Our current research is focussed on studies of two key protein complexes involved in chromatin structure; Chromatin Assembly Factor-1 (CAF-1), which assembles histones H3/H4 into DNA in the first step of nucleosome assembly, and the Nucleosome Remodelling Deacetylase complex (NuRD), which shares two subunits RbAp46 and RbAp48 (pRB-associated proteins p46 and p48, also known as RBBP7 and RBBP4, respectively). RbAp46 and RbAp48 are highly homologous histone chaperones, which belong to the WD-40-repeat protein family and they are found in a large number of different complexes that either covalently modify histones or aid their assembly into nucleosomes.

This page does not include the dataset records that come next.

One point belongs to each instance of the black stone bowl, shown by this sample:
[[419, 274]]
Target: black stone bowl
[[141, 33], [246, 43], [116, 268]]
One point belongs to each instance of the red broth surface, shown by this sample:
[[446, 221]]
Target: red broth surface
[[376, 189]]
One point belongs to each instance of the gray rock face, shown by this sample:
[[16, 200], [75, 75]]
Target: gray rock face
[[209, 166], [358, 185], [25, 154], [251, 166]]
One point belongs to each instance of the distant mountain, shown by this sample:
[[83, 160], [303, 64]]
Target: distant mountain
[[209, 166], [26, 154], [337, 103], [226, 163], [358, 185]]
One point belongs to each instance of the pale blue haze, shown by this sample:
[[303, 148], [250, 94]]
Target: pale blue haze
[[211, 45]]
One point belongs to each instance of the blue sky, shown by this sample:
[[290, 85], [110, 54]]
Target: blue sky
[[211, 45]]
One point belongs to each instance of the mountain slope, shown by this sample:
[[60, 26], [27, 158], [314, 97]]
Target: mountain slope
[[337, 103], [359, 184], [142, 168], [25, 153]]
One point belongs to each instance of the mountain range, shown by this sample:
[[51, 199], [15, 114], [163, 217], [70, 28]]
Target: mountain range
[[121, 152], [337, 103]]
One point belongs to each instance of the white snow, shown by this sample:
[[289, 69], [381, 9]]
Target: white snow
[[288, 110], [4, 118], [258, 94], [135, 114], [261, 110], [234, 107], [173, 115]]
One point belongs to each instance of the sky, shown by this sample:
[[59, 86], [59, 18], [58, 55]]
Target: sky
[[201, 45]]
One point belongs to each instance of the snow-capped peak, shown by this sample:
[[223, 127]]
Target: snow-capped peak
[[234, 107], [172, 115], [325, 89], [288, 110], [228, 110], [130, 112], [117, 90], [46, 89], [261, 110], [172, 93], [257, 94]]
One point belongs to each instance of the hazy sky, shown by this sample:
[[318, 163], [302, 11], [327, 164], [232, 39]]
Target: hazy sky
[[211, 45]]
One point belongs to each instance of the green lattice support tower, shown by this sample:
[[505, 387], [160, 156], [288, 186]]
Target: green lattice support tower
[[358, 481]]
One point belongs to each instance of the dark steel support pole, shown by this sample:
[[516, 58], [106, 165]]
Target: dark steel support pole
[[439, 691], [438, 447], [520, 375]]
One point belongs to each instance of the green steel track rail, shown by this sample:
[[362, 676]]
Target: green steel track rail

We recently reported the crystal structure of human RbAp46 bound to histone H4. RbAp46 folds into a seven-bladed β-propeller structure and binds histone H4 in a groove formed between an N-terminal α-helix and an extended loop inserted into blade six. Surprisingly, histone H4 adopts a different conformation when interacting with RbAp46 than it does in either the nucleosome or in a complex with ASF1, another histone chaperone. Our structure suggested that when a histone H3/H4 dimer (or tetramer) binds to RbAp46 or RbAp48, helix-1 of histone H4 unfolds to interact with the histone chaperone. We are currently employing a range of biochemical, biophysical and structural studies to investigate this hypothesis.

For more details see: Murzina et al., Structure, 2008, 16(7), 1077-1085

This work is supported by the Wellcome Trust. We are collaborating on this project also with Tony Carr at the University of Sussex, and with Tony Kouzarides at the Gurdon Institute in Cambridge.